Tuesday, May 29, 2007

Linear Tech 1.8GHz diff op-amp


My pals over at Linear Tech just released a Silicon Germanium 1.8Ghz amplifier. The LTC6400 kicks butt. It is intended to go in front of LT’s or other high-speed differential input A to D converters. The part is differential in and they have a demo board ready to go. Price is $3.38 in 1000s. Datasheet is here (pdf). As you would expect it uses a hefty bit of power, 90 mA at 3 volts. Heck, the shutdown power is 1 mA. Jaded mob-soldier turned journalist that I am, I asked Erik Soule, Linear’s general manager of signal conditioning products why anyone would use an amplifier instead of a nice cheap passive RF transformer. He mentioned that this part can provide more gain and also provides a very uniform 50-ohm load to the input, as opposed to a transformer that can reflect some of the impedance variations from the A to D converter back out the input. Duh, transformers work in both directions, I should know that.

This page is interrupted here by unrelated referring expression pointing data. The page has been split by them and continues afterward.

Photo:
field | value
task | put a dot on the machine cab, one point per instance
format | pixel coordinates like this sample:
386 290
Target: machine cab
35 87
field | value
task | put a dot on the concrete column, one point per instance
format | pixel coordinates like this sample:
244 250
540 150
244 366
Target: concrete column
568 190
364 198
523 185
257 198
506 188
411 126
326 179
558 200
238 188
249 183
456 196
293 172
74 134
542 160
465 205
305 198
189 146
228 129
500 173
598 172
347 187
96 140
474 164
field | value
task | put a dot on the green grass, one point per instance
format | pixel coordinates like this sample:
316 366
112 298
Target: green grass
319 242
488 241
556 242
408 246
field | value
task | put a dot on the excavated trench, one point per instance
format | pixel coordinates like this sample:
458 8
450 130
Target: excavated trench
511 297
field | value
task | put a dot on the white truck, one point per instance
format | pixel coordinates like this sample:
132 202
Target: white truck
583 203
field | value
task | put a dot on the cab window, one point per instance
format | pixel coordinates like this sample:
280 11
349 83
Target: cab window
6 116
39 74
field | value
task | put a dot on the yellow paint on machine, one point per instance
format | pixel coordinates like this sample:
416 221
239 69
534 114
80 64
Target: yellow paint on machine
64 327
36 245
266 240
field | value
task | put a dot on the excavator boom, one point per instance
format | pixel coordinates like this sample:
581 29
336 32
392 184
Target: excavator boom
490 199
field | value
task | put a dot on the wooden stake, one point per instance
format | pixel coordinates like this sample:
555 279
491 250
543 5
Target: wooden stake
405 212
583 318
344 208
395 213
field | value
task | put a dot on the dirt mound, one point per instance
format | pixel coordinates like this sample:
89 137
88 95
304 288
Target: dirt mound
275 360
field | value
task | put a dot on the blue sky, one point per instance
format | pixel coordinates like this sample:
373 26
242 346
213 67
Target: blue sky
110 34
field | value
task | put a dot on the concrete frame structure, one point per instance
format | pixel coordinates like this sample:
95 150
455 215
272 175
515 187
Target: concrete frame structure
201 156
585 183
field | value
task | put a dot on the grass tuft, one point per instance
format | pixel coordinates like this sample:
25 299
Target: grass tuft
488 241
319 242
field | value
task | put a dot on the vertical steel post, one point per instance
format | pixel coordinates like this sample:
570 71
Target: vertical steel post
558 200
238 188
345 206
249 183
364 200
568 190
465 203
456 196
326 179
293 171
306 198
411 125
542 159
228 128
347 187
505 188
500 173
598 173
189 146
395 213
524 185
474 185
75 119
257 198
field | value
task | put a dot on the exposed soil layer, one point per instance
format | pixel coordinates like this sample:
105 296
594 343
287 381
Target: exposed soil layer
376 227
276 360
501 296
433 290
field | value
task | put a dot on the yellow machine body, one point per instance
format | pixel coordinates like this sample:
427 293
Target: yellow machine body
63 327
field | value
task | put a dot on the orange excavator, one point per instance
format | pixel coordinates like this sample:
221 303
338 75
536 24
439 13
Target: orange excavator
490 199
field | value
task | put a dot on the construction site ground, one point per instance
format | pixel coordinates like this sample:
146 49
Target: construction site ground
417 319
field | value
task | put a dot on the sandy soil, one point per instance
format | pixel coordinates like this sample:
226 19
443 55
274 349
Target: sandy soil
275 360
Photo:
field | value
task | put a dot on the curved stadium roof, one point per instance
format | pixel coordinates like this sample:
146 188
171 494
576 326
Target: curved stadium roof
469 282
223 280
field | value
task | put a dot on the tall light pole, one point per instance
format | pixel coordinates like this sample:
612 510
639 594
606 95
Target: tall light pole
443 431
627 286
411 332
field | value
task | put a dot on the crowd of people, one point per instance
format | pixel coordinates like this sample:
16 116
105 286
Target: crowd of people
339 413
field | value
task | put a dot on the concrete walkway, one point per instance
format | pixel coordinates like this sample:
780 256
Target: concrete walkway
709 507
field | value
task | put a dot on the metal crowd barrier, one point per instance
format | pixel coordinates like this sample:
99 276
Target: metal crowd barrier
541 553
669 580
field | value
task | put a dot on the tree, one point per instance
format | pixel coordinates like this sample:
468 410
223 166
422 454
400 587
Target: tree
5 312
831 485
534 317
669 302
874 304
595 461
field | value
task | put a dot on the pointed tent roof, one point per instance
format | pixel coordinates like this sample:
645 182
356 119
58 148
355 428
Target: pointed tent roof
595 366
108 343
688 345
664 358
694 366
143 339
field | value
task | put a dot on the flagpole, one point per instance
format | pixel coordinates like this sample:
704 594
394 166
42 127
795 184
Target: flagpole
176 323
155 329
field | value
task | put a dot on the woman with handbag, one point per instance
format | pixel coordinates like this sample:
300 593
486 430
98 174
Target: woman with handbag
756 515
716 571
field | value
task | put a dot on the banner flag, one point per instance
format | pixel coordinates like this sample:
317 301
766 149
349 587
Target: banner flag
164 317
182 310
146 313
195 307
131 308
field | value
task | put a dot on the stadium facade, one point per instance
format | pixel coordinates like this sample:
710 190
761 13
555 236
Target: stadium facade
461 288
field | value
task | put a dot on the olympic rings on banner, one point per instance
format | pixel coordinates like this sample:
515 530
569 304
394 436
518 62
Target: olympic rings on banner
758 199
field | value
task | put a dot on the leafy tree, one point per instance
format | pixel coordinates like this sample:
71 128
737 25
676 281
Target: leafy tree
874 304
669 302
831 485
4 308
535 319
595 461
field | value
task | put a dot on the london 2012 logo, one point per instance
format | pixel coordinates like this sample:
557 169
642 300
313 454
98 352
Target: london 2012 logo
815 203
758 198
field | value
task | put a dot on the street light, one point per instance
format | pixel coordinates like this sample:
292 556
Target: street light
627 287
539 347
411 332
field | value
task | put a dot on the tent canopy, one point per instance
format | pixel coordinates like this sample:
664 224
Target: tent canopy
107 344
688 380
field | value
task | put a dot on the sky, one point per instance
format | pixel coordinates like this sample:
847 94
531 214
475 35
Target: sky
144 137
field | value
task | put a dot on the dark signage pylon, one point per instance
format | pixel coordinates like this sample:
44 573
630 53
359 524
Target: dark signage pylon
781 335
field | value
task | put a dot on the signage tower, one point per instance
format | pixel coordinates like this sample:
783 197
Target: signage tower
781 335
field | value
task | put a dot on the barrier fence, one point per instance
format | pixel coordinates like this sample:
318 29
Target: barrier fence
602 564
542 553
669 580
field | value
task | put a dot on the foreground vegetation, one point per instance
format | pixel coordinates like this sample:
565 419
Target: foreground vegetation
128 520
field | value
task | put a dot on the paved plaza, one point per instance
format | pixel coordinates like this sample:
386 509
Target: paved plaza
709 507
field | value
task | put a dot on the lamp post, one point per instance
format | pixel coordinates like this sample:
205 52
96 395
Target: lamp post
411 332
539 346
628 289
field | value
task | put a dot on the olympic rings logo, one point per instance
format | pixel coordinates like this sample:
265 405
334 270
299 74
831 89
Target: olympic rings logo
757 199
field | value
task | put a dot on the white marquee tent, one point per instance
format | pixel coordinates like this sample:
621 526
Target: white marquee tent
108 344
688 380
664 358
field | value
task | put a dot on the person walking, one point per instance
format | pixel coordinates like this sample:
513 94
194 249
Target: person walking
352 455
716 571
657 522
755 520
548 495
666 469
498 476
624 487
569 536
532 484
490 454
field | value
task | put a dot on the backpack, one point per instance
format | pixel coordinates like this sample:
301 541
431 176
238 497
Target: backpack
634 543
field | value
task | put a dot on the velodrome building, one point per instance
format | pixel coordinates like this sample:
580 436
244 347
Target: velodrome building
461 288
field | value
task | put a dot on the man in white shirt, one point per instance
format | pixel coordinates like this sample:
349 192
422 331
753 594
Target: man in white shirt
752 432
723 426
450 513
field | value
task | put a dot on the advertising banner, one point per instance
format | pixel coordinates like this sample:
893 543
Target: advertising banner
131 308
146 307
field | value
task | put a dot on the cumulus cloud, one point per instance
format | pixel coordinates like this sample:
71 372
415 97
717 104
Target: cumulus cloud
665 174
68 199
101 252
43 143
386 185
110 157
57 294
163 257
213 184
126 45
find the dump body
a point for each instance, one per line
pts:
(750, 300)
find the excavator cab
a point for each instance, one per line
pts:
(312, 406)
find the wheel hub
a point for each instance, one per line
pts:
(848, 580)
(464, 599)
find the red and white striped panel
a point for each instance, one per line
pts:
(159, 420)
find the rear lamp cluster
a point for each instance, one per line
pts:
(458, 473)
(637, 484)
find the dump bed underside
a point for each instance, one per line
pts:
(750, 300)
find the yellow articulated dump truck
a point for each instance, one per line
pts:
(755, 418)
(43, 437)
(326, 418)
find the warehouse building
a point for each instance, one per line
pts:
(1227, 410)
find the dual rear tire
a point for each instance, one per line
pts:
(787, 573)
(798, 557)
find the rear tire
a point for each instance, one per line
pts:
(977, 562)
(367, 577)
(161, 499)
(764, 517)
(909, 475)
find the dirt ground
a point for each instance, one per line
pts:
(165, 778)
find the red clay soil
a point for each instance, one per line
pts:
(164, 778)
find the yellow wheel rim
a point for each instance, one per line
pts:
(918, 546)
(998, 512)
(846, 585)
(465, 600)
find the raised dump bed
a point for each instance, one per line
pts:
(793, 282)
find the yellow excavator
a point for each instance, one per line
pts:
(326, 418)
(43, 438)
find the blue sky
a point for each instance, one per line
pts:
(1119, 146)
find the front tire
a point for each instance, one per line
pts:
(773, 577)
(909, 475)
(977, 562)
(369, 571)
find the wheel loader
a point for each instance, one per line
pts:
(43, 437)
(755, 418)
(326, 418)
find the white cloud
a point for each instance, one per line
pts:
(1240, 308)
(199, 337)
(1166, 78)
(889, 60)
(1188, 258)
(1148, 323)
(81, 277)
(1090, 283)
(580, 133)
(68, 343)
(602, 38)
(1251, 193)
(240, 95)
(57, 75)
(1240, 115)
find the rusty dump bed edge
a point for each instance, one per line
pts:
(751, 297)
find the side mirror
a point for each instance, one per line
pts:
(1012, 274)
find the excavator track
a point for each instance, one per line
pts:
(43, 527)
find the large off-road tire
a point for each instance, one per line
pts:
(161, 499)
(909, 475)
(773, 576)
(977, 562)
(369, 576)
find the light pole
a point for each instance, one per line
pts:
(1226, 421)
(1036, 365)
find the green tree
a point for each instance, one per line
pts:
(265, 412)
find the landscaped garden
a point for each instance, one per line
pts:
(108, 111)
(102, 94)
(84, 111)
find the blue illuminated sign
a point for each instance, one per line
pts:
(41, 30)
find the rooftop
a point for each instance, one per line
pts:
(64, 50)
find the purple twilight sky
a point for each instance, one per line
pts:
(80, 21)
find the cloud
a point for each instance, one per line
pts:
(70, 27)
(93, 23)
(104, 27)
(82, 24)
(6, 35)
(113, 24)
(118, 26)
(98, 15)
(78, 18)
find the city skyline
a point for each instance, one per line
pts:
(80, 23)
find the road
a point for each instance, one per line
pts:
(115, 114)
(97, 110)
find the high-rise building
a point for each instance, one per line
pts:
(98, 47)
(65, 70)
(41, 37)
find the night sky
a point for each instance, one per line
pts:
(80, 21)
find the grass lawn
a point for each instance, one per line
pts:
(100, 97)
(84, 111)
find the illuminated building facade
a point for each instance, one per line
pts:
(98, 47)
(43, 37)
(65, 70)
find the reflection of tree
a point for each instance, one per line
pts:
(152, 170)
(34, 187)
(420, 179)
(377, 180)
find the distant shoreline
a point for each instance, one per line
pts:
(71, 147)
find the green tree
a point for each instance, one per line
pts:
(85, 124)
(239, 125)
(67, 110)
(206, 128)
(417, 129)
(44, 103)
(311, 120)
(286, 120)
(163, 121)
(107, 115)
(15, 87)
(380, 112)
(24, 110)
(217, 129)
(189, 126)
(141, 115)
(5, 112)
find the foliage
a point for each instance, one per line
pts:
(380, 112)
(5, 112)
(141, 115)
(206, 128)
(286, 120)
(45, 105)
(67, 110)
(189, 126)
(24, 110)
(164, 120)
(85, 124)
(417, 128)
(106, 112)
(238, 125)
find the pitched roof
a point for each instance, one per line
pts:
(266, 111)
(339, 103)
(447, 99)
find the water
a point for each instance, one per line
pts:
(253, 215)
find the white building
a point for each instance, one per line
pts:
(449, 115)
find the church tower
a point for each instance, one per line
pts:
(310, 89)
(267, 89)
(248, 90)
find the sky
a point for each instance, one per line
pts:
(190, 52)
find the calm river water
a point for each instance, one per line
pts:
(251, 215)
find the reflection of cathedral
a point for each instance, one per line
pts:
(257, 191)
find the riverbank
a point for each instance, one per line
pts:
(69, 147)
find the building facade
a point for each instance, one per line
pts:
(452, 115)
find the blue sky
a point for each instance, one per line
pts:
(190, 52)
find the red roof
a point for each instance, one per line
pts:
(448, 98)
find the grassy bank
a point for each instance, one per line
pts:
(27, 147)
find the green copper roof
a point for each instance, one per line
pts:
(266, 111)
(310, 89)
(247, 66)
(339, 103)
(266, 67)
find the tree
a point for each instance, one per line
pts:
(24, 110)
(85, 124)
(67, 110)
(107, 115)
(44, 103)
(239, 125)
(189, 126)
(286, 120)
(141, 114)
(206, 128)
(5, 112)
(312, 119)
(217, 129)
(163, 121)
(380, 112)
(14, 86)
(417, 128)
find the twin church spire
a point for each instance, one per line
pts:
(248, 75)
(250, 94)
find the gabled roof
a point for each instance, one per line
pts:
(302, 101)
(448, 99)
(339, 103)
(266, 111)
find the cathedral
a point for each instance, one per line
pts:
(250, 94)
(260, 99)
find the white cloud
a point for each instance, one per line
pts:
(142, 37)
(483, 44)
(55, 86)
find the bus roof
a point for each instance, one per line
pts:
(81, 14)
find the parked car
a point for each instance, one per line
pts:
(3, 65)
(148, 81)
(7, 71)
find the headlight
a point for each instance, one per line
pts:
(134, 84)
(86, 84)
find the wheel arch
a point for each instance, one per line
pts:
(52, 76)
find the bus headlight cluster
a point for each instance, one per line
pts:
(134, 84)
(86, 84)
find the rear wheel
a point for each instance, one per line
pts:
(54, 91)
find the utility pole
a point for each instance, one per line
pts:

What else? Well the parts come with fixed 20dB gain, so they could put the delicate summing node inside the chip instead of on your board. The gain is not super-accurate so you would have to cal the thing in software if you were using for a measurement application. You have to do that with discretes anyway and the big application for this chip is the communications industry where the amp is AC coupled anyway. You can also move the output common mode voltage around to help interface with various A to D converters — 1 to 1.6 volts. I also like the 2.1 nV/rtHz input noise—that is pretty good too. Check it out and a big shout-out to my building T buddy Tim Regan, who is the applications manager behind the part.